Bad Faith: The Good, The Bad and The Ugly
The Colorado Supreme Court ruled in Nunn v. Mid-Century Ins. Co., No. 09SC195 (Colo. November 22, 2010) that a tort claimant could sue a liability insurer based upon an assignment of the insured’s rights, a covenant not to execute and a stipulated judgment in excess of policy limits.
In Perrera v. USF&G, however, the Florida Supreme Court refused to impose extra-contractual liability on an excess insurer where there was a higher policy that paid for the settlement and no evidence that the insurer’s position affected the outcome.
The Washington Supreme Court ruled in American Best Food, Inc. v. London that a split in the legal authority concerning the application of the assault and battery exclusion was held not to relieve an insurer of bad faith for failing to defend an assault and battery case.
The Biggest News You Never Heard Of in 2010
The American Law Institute has embarked upon its first ever “Principles of Liability Insurance Law.” The project, which will proceed under the supervision of Professor Tom Baker of the University of Pennsylvania, will consist of three chapters: (1) Principles of Contract Law in the Liability Insurance Context; (2) Principles of Liability Insurance Coverage; and (3) Principles of the Management of Insured Liabilities.
2010 Low Lights:
The Wisconsin Court of Appeals sagely observed in Hirschorn v. Auto-Owners Ins. Co. that a reasonable insured would not understand bat guano was a “pollutant” as, when reading the term “waste,” “poop does not pop into one’s mind.”
A New Yorker sued Bumblebee Foods claiming that he has mercury poisoning as the result of consuming ten cans of tuna fish a week for years.

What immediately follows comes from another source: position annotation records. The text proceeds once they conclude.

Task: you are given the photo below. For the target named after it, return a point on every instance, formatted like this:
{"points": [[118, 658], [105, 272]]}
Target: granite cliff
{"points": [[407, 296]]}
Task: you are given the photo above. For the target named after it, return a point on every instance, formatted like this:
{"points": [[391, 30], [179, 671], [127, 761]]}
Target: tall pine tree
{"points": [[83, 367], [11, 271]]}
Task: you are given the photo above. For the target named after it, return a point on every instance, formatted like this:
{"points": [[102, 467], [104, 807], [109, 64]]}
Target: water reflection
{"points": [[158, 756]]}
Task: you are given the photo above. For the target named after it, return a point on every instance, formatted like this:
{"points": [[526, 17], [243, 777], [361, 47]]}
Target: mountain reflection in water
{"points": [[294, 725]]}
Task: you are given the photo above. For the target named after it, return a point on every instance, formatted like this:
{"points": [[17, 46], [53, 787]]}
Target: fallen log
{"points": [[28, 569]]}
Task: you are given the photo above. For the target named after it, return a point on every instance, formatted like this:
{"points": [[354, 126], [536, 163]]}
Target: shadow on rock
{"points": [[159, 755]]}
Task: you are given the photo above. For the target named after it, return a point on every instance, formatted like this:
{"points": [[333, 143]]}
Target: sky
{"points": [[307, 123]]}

A stoned Park Ranger was awarded comp benefits for being mauled while feeding bears after smoking pot: the court concluded that, “It is not as if this attack occurred when Hopkins inexplicably wandered into the grisly pen while searching for the nearest White Castle.”
A Vermont student sued Burger King after finding a condom in his Whopper.
2010 Tech Developments
Most Annoying: Having to retype security passwords for Blackberry access.
Runner Up: Having to type in scrambled security verification passwords to accept “Linked In” invitations you didn’t really want in the first place.
Coolest: Apple I-Pod.
Issues To Watch Out For In 2011
Are Madoff “claw back” claims suits for “damages”? Several courts have recently ruled that equitable remedies are covered if there is a monetary cost to the insured.
Will anti-Montrose wordings survive California? The Ninth Circuit is now considering an appeal of such language in PMA Capital Ins. Co. v. American Safety Ins. Co., 10-15729 (E.D. Cal. April 10, 2010). Meanwhile, these clauses are receiving inconsistent treatment in the state Court of Appeal.
Are “defense within limits” provisions unenforceable? A federal district court in Pennsylvania thought so in NIC Ins. Co. v. PJP Consulting, LLC.